Entgegen der Auffassung der Kläger liegt eine zulassungsrelevante Divergenz nicht vor. Eine zulassungsrelevante Divergenz ist gegeben, wenn in der angefochtenen Entscheidung ein abstrakter Rechtssatz aufgestellt wird, der von einem in einer Entscheidung eines höheren oder gleichgeordneten Gerichts aufgestellten und die Vergleichsentscheidung tragenden Rechtssatz abweicht (BGH, Beschlüsse vom 1. Oktober 2002 - XI ZR 71/02, BGHZ 152, 182, 186 und vom 27. März 2003 - V ZR 291/02, BGHZ 154, 288, 292 f.) und die anzufechtende Entscheidung auf dieser Abweichung beruht (BGH, Beschluss vom 27. März 2003, aaO, S. 292). Eine Abweichung in diesem Sinne liegt nur vor, wenn die anzufechtende Entscheidung ein und dieselbe Rechtsfrage anders beantwortet als die Vergleichsentscheidung, mithin einen Rechtssatz aufstellt, der sich mit einem in der Vergleichsentscheidung aufgestellten und diese tragenden Rechtssatz nicht deckt (BGH, Beschluss vom 27. März 2003, aaO).

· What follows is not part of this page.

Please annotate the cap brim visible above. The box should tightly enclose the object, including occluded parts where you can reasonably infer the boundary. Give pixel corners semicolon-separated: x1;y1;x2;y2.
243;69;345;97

Vorliegend wird nicht ein und dieselbe Rechtsfrage anders beantwortet als in den von den Klägern zitierten Entscheidungen. Denn die für die Entschädigung maßgebliche Frage, ob eine Wiedergutmachung auf andere Weise im konkreten Fall ausreichend ist, kann nicht pauschal beantwortet, sondern nur unter Abwägung aller Belange im Einzelfall entschieden werden (BGH, Urteil vom 23. Januar 2014 - III ZR 37/13, BGHZ 200, 20 Rn. 62). Somit fehlt es bereits an einer abstrakten Rechtsfrage. Darüber hinaus ist Gegenstand des Urteils des Kammergerichts (Urteil vom 29. Januar 2016 - 7 EK 12/17, DAR 2016, 205) kein Kostenfestsetzungsbeschluss, sondern eine Verkehrsunfallsache. Das OLG Zweibrücken (Urteil vom 26. Januar 2017 - 6 SchH 1/16 EntV, NJW 2017, 1328 [OLG Zweibrücken 26.01.2017 - 6 SchH 1/16 EntV] Rn. 26) hat die Feststellung getroffen, dass aufgrund der dortigen Umstände des Einzelfalls alleine eine Feststellung der unangemessenen Verfahrensdauer nicht ausreichend ist. Einen abstrakten Rechtssatz, dass bei Kostenfestsetzungsverfahren allein die Feststellung der unangemessenen Verfahrensdauer ohne Berücksichtigung der Umstände des Einzelfalls nicht ausreichend sein kann, hat es nicht aufgestellt.

Ebenfalls liegt nicht der Zulassungsgrund der grundsätzlichen Bedeutung vor. Eine Rechtssache hat grundsätzliche Bedeutung, wenn sie eine entscheidungserhebliche, klärungsbedürftige und klärungsfähige Rechtsfrage aufwirft, welche sich in einer unbestimmten Vielzahl von Fällen stellen kann und deshalb das abstrakte Interesse der Allgemeinheit an der einheitlichen Entwicklung und Handhabung des Rechts berührt (vgl. BVerfG, Beschluss vom 8. Dezember 2010 - 1 BvR 381/10, NJW 2011, 1277 Rn. 12; BGH, Beschluss vom 4. Juli 2002 - V ZB 16/02, NJW 2002, 3029 Rn. 4). Klärungsbedürftig ist eine Rechtsfrage, wenn zu ihr unterschiedliche Auffassungen vertreten werden und keine höchstrichterliche Entscheidung vorliegt (vgl. BVerfG, Beschluss vom 8. Dezember 2010 - 1 BvR 381/10, NJW 2011, 1277 Rn. 12). Wie bereits dargestellt fehlt es an einer abstrakt zu beantwortenden Rechtsfrage.